Regional banks will perform the worst among U.S. lenders because they have the biggest exposure to loans for commercial real estate, Mayo said at a conference hosted by his company in Hong Kong. The global economic slowdown may still cause another corporate failure in the vein of Enron Corp. or WorldCom Inc., he said.
Dell, Lowe’s Drop
Dell Inc. declined 1.7 percent to $15.74. The second- biggest maker of personal computers was cut to “neutral” from “outperform” by Credit Suisse, which said the company may face difficulty in integrating Perot Systems Corp. Dell yesterday agreed to pay $3.9 billion for Perot to expand into computer services.
Lowe’s Cos. fell 1.3 percent to $21.65. The second-largest U.S. home-improvement retailer may incur as much as $100 million in impairment charges in the second half for operating stores. Uncertainty surrounding the charges prompted Lowe’s to leave unchanged its profit forecast for the year that ends Jan. 29 at $1.13 a share to $1.21.
AMR Corp., the world’s second-largest carrier, slumped 6.8 percent to $8.42. American Airlines’s parent said it would sell 30 million shares of common stock and issue $250 million in convertible debt, potentially raising as much as $520.9 million.
Tice Predicts Plunge
The biggest rally in U.S. stocks since the Great Depression will end within six months because the economy isn’t improving fast enough to justify prices, said David Tice, Federated Investors Inc.’s chief portfolio strategist for bear markets.

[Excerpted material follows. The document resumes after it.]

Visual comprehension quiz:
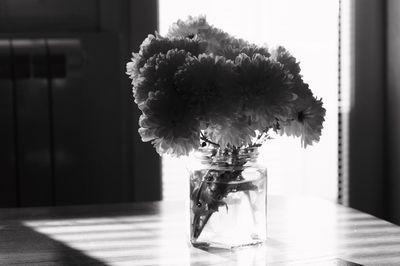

“The economy is in really, really bad shape,” Tice said in an interview with Bloomberg Television. “So many people are trying to be optimistic. We’ve gone from oversold to overbought.”
Tice said the S&P 500 will fall below 400 points within 18 months, a 62 percent plunge from yesterday’s close, and he feels “bloodied, but unbowed” after the index rallied as much as 58 percent from a 12-year low on March 9.
The Dollar Index, which IntercontinentalExchange Inc. uses to track the U.S. currency against the yen, euro, pound, Canadian dollar, Swedish krona and Swiss franc, snapped a two- day advance, falling as much as 1 percent.